The reshuffle better positions Zelensky to manage the political risks of negotiations while preserving multiple pathways to legitimize a potentially unpopular deal. By elevating Budanov into the presidential inner circle, Zelensky will neutralize a credible potential contender in the case of a presidential election. The move also binds Budanov to the negotiation process, ensuring that responsibility and blame for any difficult trade-offs will be shared and not borne by Zelensky alone. This could reduce the political cost of compromise and strengthen Zelensky's ability to argue that decisions on war and peace reflect a collective leadership judgment. If negotiations produce terms that prove politically risky and toxic for Ukraine (a likely outcome given current dynamics), Zelensky will likely seek to hold a referendum on the proposed peace deal, potentially combining it with presidential elections, to broaden the base of legitimacy and dilute individual accountability. A combined "referendum-election" arrangement would likely favor Zelensky as the incumbent, as voters facing high-stakes security choices tend to prioritize continuity and risk avoidance. At the same time, holding a referendum and a presidential election simultaneously could itself threaten to derail the peace agreement, as voters could reject the deal outright or rally behind a candidate campaigning on a pledge to continue fighting, effectively collapsing the negotiated settlement. In an alternative scenario, if negotiations fail and fighting continues, Ukraine will likely find itself in a weaker position, as battlefield attrition and Western fatigue erode Kyiv's leverage. In this scenario, even the prospect of security guarantees for Ukraine, however imperfect, would likely dissipate. Regardless, Ukraine still faces profound structural challenges, including demobilization, adverse demographic trends and the challenge of funding postwar reconstruction. And if EU membership does not materialize, Kyiv may ultimately be forced to adopt neutrality to deter renewed Kremlin aggression and stabilize its long-term security environment. 

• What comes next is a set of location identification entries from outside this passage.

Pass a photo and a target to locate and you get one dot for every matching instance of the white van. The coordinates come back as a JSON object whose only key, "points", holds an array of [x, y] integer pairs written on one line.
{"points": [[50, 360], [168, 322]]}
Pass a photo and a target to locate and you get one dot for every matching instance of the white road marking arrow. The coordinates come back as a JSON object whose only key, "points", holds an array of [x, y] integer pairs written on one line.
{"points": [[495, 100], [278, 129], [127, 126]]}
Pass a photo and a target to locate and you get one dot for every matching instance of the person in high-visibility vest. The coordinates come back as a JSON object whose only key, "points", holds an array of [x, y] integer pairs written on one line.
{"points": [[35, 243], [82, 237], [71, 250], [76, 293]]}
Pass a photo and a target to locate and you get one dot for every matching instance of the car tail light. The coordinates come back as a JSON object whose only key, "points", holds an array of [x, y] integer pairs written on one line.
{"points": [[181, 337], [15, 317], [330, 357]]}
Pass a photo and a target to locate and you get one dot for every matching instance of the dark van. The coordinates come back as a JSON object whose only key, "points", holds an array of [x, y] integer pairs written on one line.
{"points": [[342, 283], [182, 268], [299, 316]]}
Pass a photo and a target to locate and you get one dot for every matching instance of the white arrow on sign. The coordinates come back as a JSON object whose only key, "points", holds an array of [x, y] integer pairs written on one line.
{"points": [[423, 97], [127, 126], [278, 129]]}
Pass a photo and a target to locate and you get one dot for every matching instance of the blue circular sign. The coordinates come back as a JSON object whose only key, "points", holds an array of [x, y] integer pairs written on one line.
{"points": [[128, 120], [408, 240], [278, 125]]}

  • A recent poll, conducted by the Kyiv International Institute of Sociology and published on Jan. 16, found that about 55% of Ukrainians support holding a referendum on a potential peace agreement, while roughly 32% oppose such a referendum. However, polls continue to show that a majority of Ukrainians oppose territorial concessions to Russia, including formal recognition of occupied territories as part of Russia.

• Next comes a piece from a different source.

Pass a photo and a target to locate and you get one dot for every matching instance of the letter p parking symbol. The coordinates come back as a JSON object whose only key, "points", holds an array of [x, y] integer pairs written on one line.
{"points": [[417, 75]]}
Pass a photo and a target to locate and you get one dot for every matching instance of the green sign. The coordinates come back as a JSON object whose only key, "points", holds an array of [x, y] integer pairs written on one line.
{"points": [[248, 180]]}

  • The terms of Ukraine's parliament and presidency expired in 2023 and 2024, respectively, but elections have been repeatedly delayed due to the ongoing war. Zelensky has stated that he is prepared to hold elections if international partners can ensure adequate security. He has also instructed parliament to draft proposals allowing for changes to election rules under martial law.
  • Recent opinion polling suggests that if a presidential election were held today, Zelensky would narrowly lead in the first round but likely lose in a runoff to former Armed Forces Commander-in-Chief Valerie Zaluzhnyi. An alternative projection suggests that Budanov could also outperform Zelensky.